Regex#

Regex is a pipeline module that uses regular expressions to match text data. It is an extremely powerful way of matching complex patterns and extracting enumerable fields from text. For those unfamiliar with regular expressions, a decent starting point is the Wikipedia article; you can also use a regular expression playground to experiment.

Think of the regex module in similar terms to the grep command in Linux: any entries which do not match the regular expression will be dropped (unless the -p flag is set). Building regular expressions is well outside the scope of this document, but one extremely important feature is the (?P<foo>\S+) style syntax, which will assign any matched group into an enumerated value; in this case, it will capture and extract a sequence of non-space characters into an enumerated value named “foo”.

For example, the following search will enumerate the method, user, and ip from an sshd Accepted log entry.

".*sshd.*Accepted (?P<method>\S*) for (?P<user>\S*) from (?P<ip>[0-9]+.[0-9]+.[0-9]+.[0-9]+)"

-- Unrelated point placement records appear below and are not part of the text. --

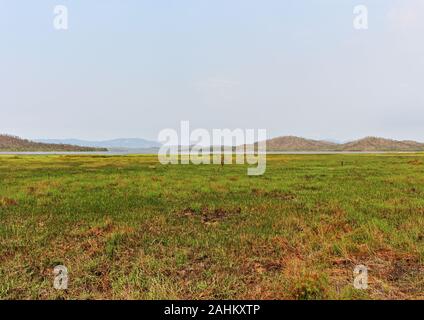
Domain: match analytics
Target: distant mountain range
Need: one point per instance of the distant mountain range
(12, 143)
(131, 143)
(291, 143)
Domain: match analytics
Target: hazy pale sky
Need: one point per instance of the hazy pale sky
(130, 68)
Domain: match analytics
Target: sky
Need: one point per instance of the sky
(131, 68)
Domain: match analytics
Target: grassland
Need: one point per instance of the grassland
(127, 227)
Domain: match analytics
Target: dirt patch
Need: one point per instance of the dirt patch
(415, 162)
(209, 216)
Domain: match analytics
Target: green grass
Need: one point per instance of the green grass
(127, 227)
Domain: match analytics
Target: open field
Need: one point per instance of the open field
(128, 227)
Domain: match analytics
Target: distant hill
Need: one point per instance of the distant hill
(12, 143)
(290, 143)
(381, 144)
(132, 143)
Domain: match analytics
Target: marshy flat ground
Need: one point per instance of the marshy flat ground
(127, 227)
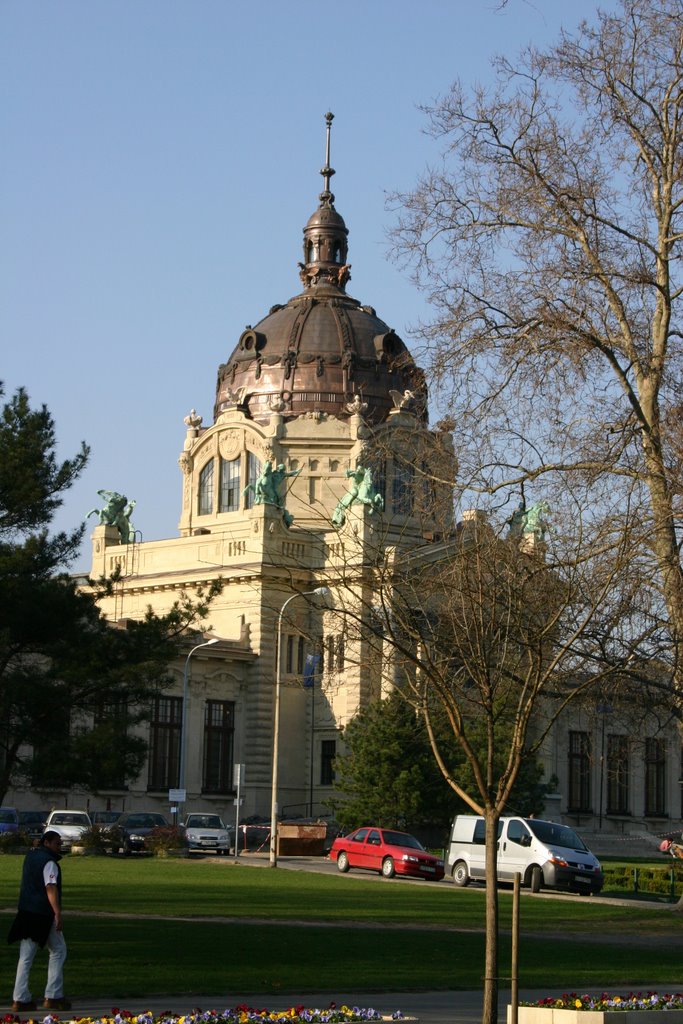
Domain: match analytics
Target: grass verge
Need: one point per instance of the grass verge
(129, 956)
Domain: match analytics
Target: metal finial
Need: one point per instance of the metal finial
(327, 171)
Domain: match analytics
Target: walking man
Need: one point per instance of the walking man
(38, 923)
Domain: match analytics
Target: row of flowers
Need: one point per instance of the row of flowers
(635, 1000)
(237, 1015)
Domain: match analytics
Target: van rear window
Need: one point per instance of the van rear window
(554, 835)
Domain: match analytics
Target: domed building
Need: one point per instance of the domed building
(317, 464)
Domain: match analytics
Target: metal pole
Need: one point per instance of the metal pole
(319, 591)
(514, 972)
(183, 717)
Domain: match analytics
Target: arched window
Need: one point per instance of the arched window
(228, 492)
(401, 491)
(206, 489)
(253, 473)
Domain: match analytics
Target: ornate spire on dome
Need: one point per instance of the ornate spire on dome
(327, 198)
(325, 237)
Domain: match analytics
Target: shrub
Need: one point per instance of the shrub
(14, 842)
(166, 838)
(95, 839)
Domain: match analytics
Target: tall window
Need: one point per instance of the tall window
(218, 743)
(253, 473)
(165, 742)
(111, 728)
(328, 755)
(206, 489)
(50, 756)
(228, 492)
(655, 776)
(580, 772)
(401, 491)
(617, 774)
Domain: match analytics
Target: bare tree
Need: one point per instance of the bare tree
(549, 241)
(489, 637)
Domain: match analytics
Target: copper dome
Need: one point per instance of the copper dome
(323, 351)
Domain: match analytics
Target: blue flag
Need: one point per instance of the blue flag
(309, 669)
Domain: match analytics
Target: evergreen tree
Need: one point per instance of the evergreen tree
(71, 683)
(389, 776)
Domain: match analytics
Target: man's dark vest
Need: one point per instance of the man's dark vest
(32, 894)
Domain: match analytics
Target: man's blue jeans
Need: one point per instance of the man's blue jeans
(28, 950)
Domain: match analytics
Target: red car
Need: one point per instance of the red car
(388, 852)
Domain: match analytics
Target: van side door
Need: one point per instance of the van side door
(513, 850)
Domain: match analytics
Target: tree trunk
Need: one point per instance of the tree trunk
(489, 1008)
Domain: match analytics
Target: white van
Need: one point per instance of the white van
(545, 854)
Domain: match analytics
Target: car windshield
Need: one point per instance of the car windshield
(402, 839)
(144, 820)
(70, 819)
(554, 835)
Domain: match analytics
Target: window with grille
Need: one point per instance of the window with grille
(655, 776)
(165, 742)
(218, 744)
(228, 493)
(206, 489)
(617, 774)
(579, 797)
(328, 755)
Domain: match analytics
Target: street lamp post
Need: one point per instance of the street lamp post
(183, 717)
(318, 592)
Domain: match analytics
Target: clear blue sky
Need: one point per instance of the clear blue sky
(160, 160)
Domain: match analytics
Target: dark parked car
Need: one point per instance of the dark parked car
(104, 818)
(33, 822)
(132, 827)
(9, 819)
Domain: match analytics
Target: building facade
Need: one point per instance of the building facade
(317, 462)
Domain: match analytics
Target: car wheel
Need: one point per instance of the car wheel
(461, 876)
(388, 869)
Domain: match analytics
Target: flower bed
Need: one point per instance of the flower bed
(637, 1008)
(238, 1015)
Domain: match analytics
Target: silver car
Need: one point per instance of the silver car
(208, 834)
(70, 824)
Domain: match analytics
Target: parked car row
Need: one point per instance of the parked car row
(127, 830)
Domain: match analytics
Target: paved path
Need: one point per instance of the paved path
(430, 1008)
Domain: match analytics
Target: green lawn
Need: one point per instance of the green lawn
(260, 951)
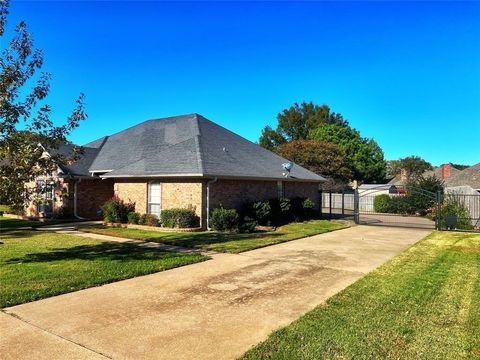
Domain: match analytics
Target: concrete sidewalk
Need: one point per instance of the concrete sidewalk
(212, 310)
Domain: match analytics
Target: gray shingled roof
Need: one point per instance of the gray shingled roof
(468, 177)
(79, 167)
(187, 145)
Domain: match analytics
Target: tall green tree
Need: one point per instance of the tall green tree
(415, 166)
(364, 155)
(322, 158)
(26, 129)
(296, 122)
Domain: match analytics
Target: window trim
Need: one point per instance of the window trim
(159, 203)
(280, 189)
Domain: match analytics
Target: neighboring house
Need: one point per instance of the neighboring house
(183, 161)
(442, 172)
(469, 177)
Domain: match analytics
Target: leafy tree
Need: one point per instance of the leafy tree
(26, 129)
(414, 165)
(460, 166)
(296, 122)
(393, 168)
(364, 155)
(322, 158)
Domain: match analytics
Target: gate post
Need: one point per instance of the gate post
(438, 206)
(356, 206)
(321, 204)
(330, 203)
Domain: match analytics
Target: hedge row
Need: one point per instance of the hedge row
(272, 212)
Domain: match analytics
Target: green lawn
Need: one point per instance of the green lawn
(424, 304)
(223, 242)
(35, 265)
(9, 224)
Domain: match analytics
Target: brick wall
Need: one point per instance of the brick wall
(234, 193)
(61, 188)
(133, 191)
(183, 195)
(175, 194)
(91, 195)
(303, 190)
(229, 193)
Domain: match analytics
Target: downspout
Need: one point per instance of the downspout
(75, 200)
(208, 200)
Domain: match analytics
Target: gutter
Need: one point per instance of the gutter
(75, 200)
(208, 200)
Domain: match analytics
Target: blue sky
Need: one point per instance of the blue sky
(404, 73)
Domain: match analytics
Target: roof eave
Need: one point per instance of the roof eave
(211, 176)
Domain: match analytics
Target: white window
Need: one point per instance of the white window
(154, 192)
(280, 190)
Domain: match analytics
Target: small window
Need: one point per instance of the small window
(154, 194)
(280, 190)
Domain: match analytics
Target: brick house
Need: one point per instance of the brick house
(184, 161)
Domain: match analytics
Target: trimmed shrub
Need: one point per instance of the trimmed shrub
(179, 218)
(452, 207)
(133, 217)
(142, 218)
(296, 209)
(224, 219)
(248, 225)
(262, 212)
(382, 203)
(116, 211)
(151, 220)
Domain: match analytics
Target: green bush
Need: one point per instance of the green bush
(248, 225)
(382, 203)
(151, 220)
(116, 210)
(224, 219)
(262, 212)
(133, 217)
(141, 219)
(452, 206)
(179, 218)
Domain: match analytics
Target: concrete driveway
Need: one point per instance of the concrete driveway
(212, 310)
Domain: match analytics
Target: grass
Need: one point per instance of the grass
(223, 242)
(35, 265)
(424, 304)
(10, 223)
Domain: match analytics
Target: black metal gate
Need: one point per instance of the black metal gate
(387, 205)
(405, 206)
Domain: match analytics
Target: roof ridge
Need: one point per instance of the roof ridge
(198, 145)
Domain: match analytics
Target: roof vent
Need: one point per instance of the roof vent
(287, 167)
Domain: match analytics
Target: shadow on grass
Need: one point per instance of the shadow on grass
(103, 251)
(205, 238)
(17, 233)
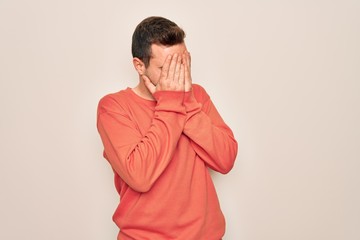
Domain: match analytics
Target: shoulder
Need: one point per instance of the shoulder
(200, 93)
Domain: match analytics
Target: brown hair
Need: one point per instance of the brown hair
(154, 30)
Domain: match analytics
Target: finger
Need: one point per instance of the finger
(188, 59)
(172, 67)
(177, 69)
(182, 75)
(149, 85)
(165, 68)
(188, 81)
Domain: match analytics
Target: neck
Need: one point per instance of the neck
(142, 91)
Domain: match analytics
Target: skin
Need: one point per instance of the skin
(168, 70)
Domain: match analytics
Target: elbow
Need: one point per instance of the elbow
(140, 184)
(141, 188)
(226, 168)
(229, 161)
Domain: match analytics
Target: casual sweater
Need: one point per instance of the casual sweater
(161, 152)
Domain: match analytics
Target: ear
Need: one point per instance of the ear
(139, 66)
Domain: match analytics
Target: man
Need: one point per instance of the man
(160, 139)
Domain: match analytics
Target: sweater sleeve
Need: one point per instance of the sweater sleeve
(211, 138)
(140, 160)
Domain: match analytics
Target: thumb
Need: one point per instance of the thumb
(149, 85)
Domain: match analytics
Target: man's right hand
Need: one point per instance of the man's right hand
(172, 77)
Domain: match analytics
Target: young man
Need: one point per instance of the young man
(160, 139)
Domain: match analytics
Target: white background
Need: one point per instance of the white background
(285, 75)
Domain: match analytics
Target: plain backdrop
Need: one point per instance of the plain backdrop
(285, 76)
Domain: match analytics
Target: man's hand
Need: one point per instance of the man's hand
(187, 63)
(172, 77)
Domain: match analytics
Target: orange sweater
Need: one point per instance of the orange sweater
(160, 152)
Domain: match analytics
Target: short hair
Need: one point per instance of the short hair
(154, 30)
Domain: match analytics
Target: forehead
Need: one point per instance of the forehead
(160, 52)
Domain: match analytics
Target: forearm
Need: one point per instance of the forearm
(140, 160)
(211, 138)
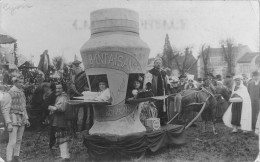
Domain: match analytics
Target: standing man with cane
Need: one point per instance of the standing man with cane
(16, 118)
(157, 81)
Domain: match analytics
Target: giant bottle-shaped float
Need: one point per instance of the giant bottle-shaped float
(116, 50)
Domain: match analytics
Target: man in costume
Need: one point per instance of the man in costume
(174, 88)
(254, 92)
(239, 113)
(59, 123)
(157, 81)
(73, 110)
(182, 81)
(16, 118)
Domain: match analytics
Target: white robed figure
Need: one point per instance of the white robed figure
(240, 90)
(257, 132)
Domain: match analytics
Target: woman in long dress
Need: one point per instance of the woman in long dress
(239, 114)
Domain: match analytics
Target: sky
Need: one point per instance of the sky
(62, 26)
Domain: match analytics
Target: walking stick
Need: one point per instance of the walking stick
(164, 105)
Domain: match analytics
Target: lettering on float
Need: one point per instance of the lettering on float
(113, 60)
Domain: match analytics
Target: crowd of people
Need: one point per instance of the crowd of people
(242, 112)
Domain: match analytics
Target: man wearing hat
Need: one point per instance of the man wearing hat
(182, 82)
(76, 69)
(254, 92)
(174, 86)
(157, 81)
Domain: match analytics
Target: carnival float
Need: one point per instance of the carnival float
(116, 52)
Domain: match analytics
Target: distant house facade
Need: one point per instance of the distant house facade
(190, 61)
(217, 63)
(248, 63)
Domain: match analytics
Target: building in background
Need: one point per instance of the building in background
(248, 63)
(217, 63)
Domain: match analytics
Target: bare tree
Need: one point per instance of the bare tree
(168, 54)
(185, 63)
(204, 54)
(229, 56)
(58, 62)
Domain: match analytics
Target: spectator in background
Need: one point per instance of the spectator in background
(228, 82)
(157, 80)
(190, 84)
(239, 114)
(16, 118)
(174, 86)
(245, 79)
(200, 83)
(254, 92)
(104, 92)
(182, 81)
(59, 124)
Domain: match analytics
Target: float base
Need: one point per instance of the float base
(107, 147)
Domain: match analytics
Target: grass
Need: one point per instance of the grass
(200, 147)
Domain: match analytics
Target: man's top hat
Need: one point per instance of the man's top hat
(76, 60)
(182, 76)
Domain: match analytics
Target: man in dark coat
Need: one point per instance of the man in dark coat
(182, 81)
(157, 81)
(254, 92)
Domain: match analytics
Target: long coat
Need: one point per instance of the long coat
(254, 92)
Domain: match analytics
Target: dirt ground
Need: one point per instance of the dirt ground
(224, 147)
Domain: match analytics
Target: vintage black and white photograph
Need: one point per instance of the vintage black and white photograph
(129, 81)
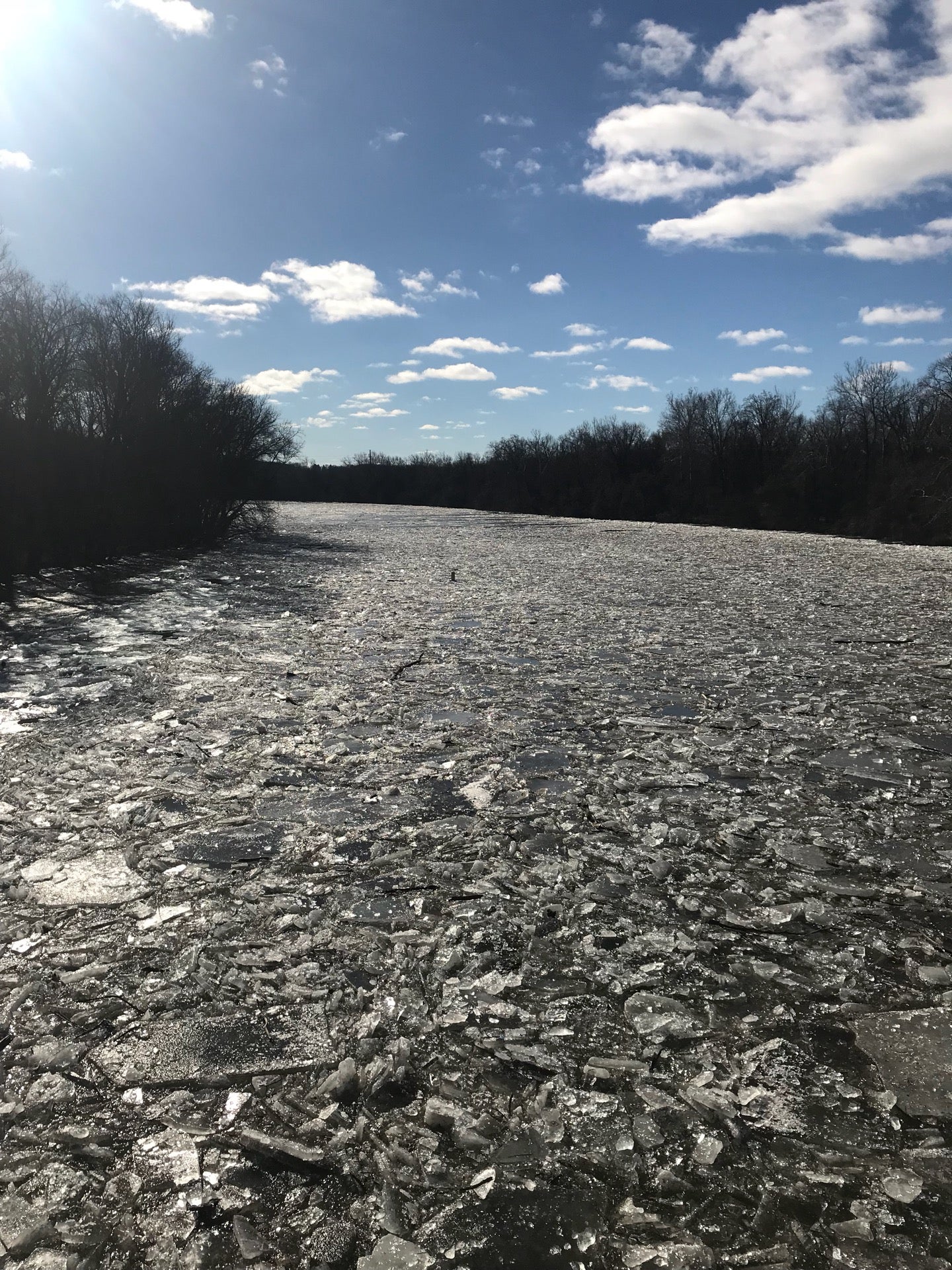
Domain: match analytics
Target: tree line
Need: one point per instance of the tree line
(112, 439)
(873, 460)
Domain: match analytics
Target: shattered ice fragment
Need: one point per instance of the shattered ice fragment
(903, 1187)
(99, 879)
(391, 1253)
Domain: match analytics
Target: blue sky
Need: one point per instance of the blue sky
(427, 224)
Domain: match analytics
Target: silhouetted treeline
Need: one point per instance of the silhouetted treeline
(112, 440)
(876, 459)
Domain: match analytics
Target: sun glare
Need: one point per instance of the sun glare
(22, 21)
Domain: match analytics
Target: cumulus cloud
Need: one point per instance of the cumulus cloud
(575, 351)
(387, 138)
(455, 346)
(272, 70)
(746, 338)
(771, 372)
(465, 371)
(510, 121)
(179, 17)
(619, 382)
(649, 345)
(553, 285)
(808, 98)
(16, 159)
(377, 412)
(495, 158)
(220, 300)
(662, 48)
(935, 239)
(276, 382)
(518, 393)
(895, 316)
(335, 292)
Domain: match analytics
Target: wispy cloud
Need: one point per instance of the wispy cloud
(510, 121)
(178, 17)
(809, 99)
(16, 159)
(583, 331)
(270, 70)
(895, 316)
(455, 346)
(424, 286)
(553, 285)
(575, 351)
(387, 138)
(518, 393)
(935, 239)
(619, 382)
(342, 291)
(746, 338)
(771, 372)
(465, 371)
(649, 345)
(220, 300)
(277, 382)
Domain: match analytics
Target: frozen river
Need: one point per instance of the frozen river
(589, 910)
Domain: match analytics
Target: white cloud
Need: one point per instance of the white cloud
(935, 239)
(377, 412)
(220, 300)
(273, 382)
(270, 67)
(663, 50)
(553, 285)
(16, 159)
(746, 338)
(179, 17)
(517, 394)
(510, 121)
(455, 346)
(424, 286)
(808, 98)
(890, 316)
(649, 345)
(389, 138)
(575, 351)
(619, 382)
(335, 292)
(495, 158)
(771, 372)
(465, 371)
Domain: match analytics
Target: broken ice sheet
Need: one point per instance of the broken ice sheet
(913, 1050)
(216, 1049)
(100, 878)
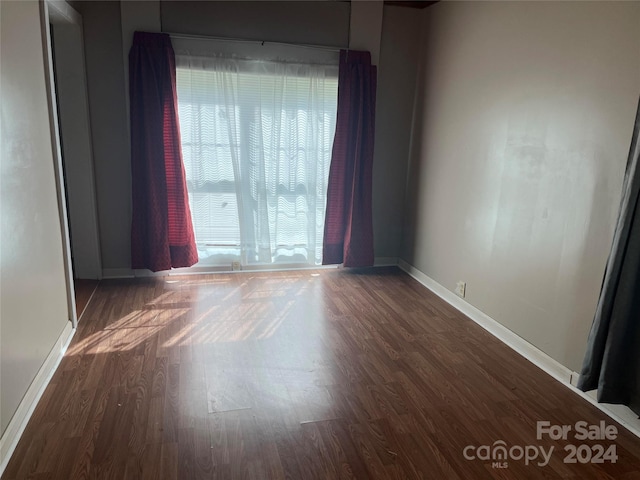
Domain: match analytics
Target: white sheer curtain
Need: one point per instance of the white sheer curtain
(256, 140)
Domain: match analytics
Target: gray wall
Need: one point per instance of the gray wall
(108, 112)
(33, 303)
(317, 23)
(394, 106)
(523, 124)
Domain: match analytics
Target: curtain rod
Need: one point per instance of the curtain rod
(261, 42)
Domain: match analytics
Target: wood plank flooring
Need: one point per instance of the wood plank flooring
(296, 375)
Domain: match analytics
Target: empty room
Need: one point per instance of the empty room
(319, 239)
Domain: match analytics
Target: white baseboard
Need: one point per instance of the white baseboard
(623, 415)
(31, 398)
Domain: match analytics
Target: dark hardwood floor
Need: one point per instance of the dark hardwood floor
(299, 375)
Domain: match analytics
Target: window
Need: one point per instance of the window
(256, 138)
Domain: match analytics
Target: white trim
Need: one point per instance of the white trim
(54, 126)
(31, 398)
(385, 262)
(564, 375)
(112, 273)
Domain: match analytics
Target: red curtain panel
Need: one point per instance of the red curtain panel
(161, 232)
(348, 228)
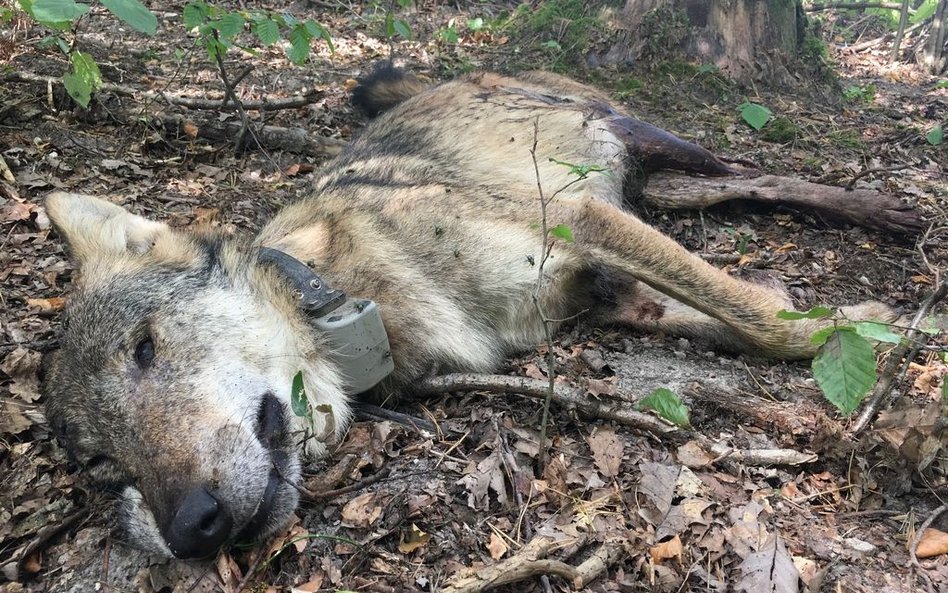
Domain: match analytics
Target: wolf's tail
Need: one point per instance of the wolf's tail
(385, 87)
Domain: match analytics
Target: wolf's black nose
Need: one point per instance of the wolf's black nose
(200, 526)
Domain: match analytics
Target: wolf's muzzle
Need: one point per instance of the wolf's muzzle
(200, 526)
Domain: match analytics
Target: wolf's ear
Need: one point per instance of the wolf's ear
(93, 227)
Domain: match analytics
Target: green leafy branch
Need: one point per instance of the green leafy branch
(845, 363)
(219, 30)
(63, 16)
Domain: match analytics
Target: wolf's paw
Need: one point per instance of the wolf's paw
(870, 311)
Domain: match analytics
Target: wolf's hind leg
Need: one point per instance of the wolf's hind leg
(616, 239)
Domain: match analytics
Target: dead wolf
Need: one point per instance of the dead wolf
(172, 384)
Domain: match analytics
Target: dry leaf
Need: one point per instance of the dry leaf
(362, 511)
(770, 569)
(607, 451)
(190, 129)
(933, 543)
(691, 454)
(413, 539)
(50, 304)
(314, 584)
(666, 550)
(206, 216)
(496, 546)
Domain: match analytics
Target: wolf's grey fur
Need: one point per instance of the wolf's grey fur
(178, 351)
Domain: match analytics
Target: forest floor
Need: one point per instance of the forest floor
(416, 507)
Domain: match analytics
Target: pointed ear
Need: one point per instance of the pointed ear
(94, 228)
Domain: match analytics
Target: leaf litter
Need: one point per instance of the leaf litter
(689, 518)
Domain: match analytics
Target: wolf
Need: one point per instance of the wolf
(172, 384)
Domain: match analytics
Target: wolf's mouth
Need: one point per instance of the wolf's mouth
(272, 432)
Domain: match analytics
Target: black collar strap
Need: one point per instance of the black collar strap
(316, 298)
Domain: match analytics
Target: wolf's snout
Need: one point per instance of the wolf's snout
(200, 526)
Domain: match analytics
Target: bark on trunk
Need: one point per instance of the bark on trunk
(934, 57)
(748, 40)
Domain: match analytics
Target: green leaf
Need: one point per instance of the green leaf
(267, 30)
(230, 25)
(57, 11)
(320, 32)
(134, 14)
(299, 403)
(561, 231)
(84, 78)
(936, 136)
(814, 313)
(667, 405)
(581, 171)
(755, 115)
(298, 50)
(845, 369)
(820, 336)
(195, 13)
(401, 28)
(448, 34)
(880, 332)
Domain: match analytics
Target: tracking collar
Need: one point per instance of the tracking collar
(357, 339)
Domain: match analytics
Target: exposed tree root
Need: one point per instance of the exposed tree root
(530, 562)
(858, 206)
(563, 395)
(766, 413)
(295, 140)
(189, 102)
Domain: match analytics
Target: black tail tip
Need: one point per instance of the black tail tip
(383, 88)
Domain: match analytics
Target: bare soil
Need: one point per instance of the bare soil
(419, 503)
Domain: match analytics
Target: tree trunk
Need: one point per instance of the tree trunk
(748, 40)
(933, 56)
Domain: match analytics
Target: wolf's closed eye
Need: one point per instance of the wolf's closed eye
(145, 353)
(104, 472)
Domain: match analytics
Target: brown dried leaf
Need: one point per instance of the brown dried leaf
(933, 543)
(496, 546)
(770, 569)
(47, 305)
(607, 450)
(692, 455)
(486, 476)
(658, 485)
(412, 539)
(362, 511)
(666, 550)
(314, 583)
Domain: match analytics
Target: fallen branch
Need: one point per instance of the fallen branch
(864, 207)
(189, 102)
(913, 549)
(853, 6)
(295, 140)
(568, 397)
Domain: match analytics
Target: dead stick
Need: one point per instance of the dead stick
(913, 549)
(891, 370)
(188, 102)
(565, 396)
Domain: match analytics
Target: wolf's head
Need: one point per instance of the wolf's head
(172, 384)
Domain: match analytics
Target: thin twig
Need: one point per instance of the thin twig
(913, 549)
(188, 102)
(564, 395)
(893, 365)
(547, 330)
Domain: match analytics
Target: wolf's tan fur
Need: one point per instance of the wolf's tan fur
(433, 213)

Because regular expressions can get very long, the regex module takes the -r flag, which specifies a resource containing a regular expression. When populating the resource, do not include “wrapping quotes” around the whole expression as you would when typing directly into a search: e.g. ".*ssh.*Accepted" becomes .*ssh.*Accepted. This is because the quotes are normally stripped out by the search parser prior to being handed to the regex module.

Syntax#

An invocation of the regex module consists of the module name, any arguments which are being used, the regular expression, and then optionally any filters to be applied.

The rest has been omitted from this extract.